【2314冊目】オルダス・ハクスリー『すばらしい新世界』
ひところ、某所で「古典は必要か否か」が議論になっていたが、本書で描かれているのは「古典不要論」の極限のような未来。もっとも本書自体が1932年に書かれており、立派な「古典」なのだけれど。
ディストピア小説はいろいろ読んできたが、本書はある意味究極かもしれない。なにしろ、その世界の住人が、すっかりそこの生活に満足してしまっている。いや、正確には、満足するよう訓練されているのだ。
そのための手段として「古典的条件付け」と「睡眠学習」が使われているのが、時代を感じるが、心理学畑出身としては興味深い。なにしろこの世界における「幼児教育」では、幼児が絵本や花を手に取ると、床に電流が流れるのだ。これを何度も繰り返しているうちに、子どもたちは「パブロフの犬」のように、本や花と電気の刺激が連結するため、本を手に取らなくなる。ちなみに花が電気ショックの対象なのは、「自然を愛でる」という余暇の使い方は多額の消費に結びつかないから。お金のかかるスポーツや趣味に余暇を使ってもらわないと、企業の儲けにならないのだ。
そう、ここは世界共通政府のもと、企業の論理が最優先の世界。崇拝されているのはイエスでもブッダでもなく、自動車王ヘンリー・フォード(今ならジェフ・ベゾスあたり?)。子供たちはそもそも親から生まれるのではなく、人工授精によって生まれ、施設で洗脳を受けながら育てられる。しかも、胎児の段階で選別され、特定の階級に割り振られる。そして「自分はこの階級に生まれて幸せだ」と思うよう洗脳されているから、国民全員が今の生活に満足し、幸福感を感じている。
古典はすべて不要なものとされ、むしろ文明の外に生きる「野人」のほうがシェイクスピアをそらんじている。宗教も哲学も放棄され、読まれるのはフォードの書いた経営の本、観られるのは葛藤も不安もない「感覚映画」。芸術だっていらないのだ。なぜって、それは安定した平和な社会から生まれないものなのだから。野人ジョンに対し、世界統制官ムスタファ・モンドはこう語る。

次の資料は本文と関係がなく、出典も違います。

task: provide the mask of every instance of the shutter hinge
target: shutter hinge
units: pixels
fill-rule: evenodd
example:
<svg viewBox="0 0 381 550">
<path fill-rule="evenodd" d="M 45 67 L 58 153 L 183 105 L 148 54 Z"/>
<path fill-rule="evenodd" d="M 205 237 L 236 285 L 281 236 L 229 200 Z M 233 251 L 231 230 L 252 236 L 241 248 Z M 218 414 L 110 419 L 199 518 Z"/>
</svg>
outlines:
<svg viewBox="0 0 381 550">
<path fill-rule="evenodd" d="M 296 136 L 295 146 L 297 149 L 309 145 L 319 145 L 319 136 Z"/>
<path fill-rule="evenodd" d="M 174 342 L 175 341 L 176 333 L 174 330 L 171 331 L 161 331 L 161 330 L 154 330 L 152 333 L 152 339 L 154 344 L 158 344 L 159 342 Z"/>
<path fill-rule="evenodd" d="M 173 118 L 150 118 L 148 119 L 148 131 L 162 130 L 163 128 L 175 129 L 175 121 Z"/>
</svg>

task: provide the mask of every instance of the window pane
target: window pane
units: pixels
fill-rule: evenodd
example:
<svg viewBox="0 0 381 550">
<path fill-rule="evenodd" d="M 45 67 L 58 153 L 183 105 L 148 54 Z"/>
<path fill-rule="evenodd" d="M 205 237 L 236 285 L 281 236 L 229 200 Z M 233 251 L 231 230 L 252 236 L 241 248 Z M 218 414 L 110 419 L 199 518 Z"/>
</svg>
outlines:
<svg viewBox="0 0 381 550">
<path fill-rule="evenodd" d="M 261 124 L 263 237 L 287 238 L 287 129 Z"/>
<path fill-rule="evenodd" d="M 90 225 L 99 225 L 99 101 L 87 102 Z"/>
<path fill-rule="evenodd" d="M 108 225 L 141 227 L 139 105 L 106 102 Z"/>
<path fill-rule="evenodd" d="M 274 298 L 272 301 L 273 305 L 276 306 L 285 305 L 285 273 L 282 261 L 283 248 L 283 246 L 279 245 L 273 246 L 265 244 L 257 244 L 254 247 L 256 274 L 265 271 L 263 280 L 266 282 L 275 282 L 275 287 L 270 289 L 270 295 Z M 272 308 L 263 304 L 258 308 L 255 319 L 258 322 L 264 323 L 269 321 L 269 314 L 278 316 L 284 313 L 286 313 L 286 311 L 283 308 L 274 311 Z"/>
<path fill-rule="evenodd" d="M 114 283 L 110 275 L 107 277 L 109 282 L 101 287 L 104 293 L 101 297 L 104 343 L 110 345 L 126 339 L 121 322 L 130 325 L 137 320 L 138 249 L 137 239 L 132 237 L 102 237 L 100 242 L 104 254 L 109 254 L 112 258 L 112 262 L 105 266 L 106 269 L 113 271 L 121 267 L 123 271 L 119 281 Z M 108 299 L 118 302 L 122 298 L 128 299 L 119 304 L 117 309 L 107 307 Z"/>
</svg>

「若いころの欲望がいつまでも衰えないのに、なぜそのかわりを求める必要がある? 死ぬまで莫迦騒ぎが楽しめるのに、なぜ娯楽のかわりが要る? 心も体も最後までずっと楽しく活動していられるのに、なぜ安らぎを求める? ソーマがあるというのに、なぜなぐさめが必要なのか? 社会秩序が確立しているのに、なぜよりどころが必要なのか?」(p.324)
子供を産む必要がなく、60歳で死ぬまでずっと健康と若さが保証され、好きな相手とセックスが楽しめ、悩みや心配事はソーマという薬で解消される。さて、これはあなたにとってディストピア、それともユートピア? そもそも今の日本は、アンチエイジングと少子化と不倫と精神安定剤で、まさにこのような世界を目指しているんじゃなかろうか。この日本で「古典不要論」が叫ばれるという現実が、ハクスリーのこの究極のディストピア小説と、不気味に符合しているように思えるのは私だけだろうか。